How We Deal With Volatility
May 4, 2018
May 4, 2018
Everyone can agree that cryptocurrency and digital assets are very volatile. In the past, there have been assets that have halved, or double in a matter of days.
Our goal is to create a fair, fun, and unique shopping experience on the blockchain. In order to do that we have to address volatility. For those who do not know, volatility is a word associated with the price of something. A volatile asset like cryptocurrency does not have a stable price. It has a volatile price that is driven from the market demand.
In order to create a fair marketplace, we are backing all deals by the United States dollar.
Let me explain. In our form we have a section called “desired amount” This is a very important section of our form. It tells us how much you are looking to receive and lets us know if making a deal with you (our customer/ seller).
If you would like to be paid in a certain crypto you are welcome to fill the “desired amount” section with the desired amount of crypto(s) you would like. What we do with this number is the following.
Because our service is backed by the dollar to avoid volatility we will pay you that agreed upon amount in the united states dollar amount.

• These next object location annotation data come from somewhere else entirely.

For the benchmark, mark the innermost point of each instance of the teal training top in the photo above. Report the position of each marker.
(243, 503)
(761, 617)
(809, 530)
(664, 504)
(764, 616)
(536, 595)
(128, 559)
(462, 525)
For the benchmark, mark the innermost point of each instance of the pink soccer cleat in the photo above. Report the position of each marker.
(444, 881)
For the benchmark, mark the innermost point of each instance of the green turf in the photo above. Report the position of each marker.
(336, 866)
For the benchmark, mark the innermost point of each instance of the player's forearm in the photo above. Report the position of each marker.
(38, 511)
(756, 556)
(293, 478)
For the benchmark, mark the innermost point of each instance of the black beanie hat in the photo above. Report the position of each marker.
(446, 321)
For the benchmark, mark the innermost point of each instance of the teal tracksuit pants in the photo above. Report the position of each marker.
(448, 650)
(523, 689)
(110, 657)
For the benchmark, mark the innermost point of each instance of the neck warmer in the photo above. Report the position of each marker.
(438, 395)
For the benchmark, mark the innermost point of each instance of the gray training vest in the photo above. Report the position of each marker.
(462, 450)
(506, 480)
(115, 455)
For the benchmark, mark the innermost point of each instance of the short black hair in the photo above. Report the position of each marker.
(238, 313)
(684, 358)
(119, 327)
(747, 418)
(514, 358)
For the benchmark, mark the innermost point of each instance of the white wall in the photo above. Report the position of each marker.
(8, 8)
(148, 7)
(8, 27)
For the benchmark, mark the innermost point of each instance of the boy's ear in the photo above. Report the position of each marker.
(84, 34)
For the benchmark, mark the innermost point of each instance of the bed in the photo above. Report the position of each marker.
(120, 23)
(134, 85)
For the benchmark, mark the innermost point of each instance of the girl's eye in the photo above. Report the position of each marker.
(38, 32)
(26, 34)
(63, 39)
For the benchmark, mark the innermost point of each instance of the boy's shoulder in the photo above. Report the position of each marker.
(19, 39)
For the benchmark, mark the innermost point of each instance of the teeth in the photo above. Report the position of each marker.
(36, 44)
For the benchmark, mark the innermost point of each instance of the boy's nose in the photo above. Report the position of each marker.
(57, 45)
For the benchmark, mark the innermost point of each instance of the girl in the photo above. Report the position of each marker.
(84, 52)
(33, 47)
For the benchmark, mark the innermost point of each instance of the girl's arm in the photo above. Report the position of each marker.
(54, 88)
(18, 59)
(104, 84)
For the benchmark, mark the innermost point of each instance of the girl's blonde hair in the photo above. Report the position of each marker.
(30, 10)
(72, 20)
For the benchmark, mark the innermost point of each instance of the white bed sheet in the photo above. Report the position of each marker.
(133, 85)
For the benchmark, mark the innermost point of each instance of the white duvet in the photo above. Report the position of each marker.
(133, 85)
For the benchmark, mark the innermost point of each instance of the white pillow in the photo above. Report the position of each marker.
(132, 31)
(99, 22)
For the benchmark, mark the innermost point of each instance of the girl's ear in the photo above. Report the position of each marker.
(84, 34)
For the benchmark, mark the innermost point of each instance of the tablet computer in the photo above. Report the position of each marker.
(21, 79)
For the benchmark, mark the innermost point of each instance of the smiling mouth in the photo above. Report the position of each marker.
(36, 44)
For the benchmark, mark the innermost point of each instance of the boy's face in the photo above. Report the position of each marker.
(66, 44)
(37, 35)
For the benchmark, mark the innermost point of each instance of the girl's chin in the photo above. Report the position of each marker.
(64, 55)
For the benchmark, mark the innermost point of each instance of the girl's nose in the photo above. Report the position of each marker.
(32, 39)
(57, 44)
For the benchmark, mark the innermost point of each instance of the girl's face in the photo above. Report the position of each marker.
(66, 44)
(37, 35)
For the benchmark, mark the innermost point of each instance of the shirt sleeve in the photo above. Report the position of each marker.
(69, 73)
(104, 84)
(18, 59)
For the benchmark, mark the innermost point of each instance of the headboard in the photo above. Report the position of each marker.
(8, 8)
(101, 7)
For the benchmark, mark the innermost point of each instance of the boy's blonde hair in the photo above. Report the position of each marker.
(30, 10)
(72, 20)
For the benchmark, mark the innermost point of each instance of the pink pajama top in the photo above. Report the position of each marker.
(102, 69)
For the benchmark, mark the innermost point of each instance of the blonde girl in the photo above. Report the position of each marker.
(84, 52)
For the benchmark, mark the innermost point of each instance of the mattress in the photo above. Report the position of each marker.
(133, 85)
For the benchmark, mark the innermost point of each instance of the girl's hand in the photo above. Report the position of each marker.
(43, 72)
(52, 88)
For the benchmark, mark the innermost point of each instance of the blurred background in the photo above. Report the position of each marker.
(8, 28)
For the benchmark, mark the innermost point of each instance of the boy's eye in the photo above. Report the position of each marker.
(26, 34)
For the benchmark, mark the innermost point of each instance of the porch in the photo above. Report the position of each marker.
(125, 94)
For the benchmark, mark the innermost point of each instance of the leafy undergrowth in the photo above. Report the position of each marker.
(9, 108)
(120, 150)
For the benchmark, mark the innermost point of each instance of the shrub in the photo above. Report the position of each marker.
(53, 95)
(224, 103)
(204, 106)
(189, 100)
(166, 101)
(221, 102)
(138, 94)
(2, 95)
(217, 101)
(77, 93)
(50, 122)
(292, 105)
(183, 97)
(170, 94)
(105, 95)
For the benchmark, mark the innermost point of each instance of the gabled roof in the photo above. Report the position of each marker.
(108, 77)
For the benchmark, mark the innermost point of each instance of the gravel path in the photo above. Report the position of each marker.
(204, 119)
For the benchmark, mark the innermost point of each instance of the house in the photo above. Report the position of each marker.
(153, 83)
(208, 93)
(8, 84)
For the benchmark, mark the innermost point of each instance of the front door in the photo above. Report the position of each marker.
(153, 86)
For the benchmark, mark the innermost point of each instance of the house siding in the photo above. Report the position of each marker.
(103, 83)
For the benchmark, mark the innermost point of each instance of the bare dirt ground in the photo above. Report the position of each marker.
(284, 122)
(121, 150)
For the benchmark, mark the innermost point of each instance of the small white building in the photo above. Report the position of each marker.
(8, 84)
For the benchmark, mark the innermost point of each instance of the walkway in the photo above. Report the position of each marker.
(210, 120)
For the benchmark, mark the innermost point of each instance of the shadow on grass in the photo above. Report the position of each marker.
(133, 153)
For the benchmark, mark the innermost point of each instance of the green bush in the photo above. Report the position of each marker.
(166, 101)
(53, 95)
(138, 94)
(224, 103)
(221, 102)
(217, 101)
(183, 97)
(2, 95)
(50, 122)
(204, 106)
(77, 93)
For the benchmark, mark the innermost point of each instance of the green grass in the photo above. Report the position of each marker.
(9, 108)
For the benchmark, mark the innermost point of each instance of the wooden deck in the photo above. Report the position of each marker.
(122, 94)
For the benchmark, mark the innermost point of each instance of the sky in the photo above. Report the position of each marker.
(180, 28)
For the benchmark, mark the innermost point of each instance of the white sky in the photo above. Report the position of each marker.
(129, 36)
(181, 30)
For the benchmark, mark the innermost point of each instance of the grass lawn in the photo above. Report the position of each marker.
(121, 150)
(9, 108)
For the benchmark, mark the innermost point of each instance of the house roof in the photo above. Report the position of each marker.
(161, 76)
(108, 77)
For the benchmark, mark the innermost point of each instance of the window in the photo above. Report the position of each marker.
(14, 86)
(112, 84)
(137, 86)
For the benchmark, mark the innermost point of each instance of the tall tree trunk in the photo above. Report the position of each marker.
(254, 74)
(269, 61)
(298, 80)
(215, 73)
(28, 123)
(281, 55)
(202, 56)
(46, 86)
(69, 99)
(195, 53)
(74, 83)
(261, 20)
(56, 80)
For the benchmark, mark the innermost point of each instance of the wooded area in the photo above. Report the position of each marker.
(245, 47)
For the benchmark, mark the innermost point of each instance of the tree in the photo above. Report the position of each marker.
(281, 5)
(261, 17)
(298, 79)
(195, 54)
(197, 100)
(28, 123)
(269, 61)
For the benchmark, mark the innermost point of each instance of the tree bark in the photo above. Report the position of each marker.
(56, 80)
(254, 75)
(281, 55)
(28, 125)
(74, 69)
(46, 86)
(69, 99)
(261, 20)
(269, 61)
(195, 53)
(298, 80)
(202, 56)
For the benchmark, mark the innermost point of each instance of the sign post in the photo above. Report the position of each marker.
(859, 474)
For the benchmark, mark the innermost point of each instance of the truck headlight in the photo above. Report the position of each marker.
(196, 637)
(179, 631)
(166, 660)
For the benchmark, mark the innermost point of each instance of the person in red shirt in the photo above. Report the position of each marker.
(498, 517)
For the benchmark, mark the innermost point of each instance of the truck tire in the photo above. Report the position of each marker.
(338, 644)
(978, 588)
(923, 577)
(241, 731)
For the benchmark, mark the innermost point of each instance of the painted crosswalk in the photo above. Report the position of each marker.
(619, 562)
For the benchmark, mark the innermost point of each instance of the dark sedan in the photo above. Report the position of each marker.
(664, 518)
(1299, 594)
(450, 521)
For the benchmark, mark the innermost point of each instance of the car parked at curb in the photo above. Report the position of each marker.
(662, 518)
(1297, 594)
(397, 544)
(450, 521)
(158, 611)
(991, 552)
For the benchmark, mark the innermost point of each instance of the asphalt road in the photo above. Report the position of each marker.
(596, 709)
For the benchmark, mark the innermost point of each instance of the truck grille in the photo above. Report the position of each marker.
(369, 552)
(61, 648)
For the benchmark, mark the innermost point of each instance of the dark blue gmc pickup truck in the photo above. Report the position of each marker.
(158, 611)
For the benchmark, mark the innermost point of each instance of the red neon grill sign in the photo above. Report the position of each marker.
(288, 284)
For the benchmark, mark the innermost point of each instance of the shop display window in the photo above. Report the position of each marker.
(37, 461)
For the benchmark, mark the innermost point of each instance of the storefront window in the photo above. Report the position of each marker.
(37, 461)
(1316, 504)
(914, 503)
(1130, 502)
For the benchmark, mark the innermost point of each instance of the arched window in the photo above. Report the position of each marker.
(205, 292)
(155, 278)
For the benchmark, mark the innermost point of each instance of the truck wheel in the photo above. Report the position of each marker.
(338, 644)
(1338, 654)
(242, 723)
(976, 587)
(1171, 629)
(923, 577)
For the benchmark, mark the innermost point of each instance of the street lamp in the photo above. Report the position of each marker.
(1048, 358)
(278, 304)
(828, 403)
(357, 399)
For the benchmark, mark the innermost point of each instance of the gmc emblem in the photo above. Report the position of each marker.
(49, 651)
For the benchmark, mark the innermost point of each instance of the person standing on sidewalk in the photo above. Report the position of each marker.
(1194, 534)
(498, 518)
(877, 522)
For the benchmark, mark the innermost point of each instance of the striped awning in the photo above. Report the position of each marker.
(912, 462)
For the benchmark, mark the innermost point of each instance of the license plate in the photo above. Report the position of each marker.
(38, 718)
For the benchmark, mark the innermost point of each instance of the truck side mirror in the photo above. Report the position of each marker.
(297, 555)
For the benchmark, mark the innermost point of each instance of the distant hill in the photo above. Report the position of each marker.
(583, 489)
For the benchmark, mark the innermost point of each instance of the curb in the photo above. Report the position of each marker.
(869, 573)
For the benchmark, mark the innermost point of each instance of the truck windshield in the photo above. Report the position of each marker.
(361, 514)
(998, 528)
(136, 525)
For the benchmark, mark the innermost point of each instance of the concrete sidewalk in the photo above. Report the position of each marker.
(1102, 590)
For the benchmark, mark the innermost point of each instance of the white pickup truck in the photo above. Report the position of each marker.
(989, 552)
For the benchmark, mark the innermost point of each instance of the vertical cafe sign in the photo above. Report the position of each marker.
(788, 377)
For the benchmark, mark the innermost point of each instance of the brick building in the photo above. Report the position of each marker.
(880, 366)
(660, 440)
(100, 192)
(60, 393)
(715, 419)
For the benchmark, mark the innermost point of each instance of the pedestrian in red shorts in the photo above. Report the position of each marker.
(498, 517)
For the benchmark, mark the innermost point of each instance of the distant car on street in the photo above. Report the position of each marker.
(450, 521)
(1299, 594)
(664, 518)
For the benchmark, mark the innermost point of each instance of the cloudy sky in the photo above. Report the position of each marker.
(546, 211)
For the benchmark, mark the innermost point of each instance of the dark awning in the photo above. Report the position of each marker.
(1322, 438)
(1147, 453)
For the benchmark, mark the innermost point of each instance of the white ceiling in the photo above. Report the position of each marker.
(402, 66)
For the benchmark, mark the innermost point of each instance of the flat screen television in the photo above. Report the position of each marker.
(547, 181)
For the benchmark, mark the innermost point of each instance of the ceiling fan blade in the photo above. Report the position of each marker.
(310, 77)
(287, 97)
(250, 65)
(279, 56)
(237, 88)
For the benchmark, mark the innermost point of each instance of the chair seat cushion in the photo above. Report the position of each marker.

For example, Let’s say you would like 50 xlm for an old video game. We will see how much 50 xlm is at the time and ping that price to it.
Here how that process works.
If 50 xlm is worth $50 and we agree to pay you that amount we will pay you $50 worth of xlm no matter the price of xlm.
This way if the price of xlm goes down you will still receive that amount. $50 (in the example)
If the price goes up it is unfair for us to pay more for your item even. For example, if the price of xlm doubles in 2 days it would be unfair for us to pay you as if the item did as well.
All deals will be made in the united states dollar amount at the time of the deal.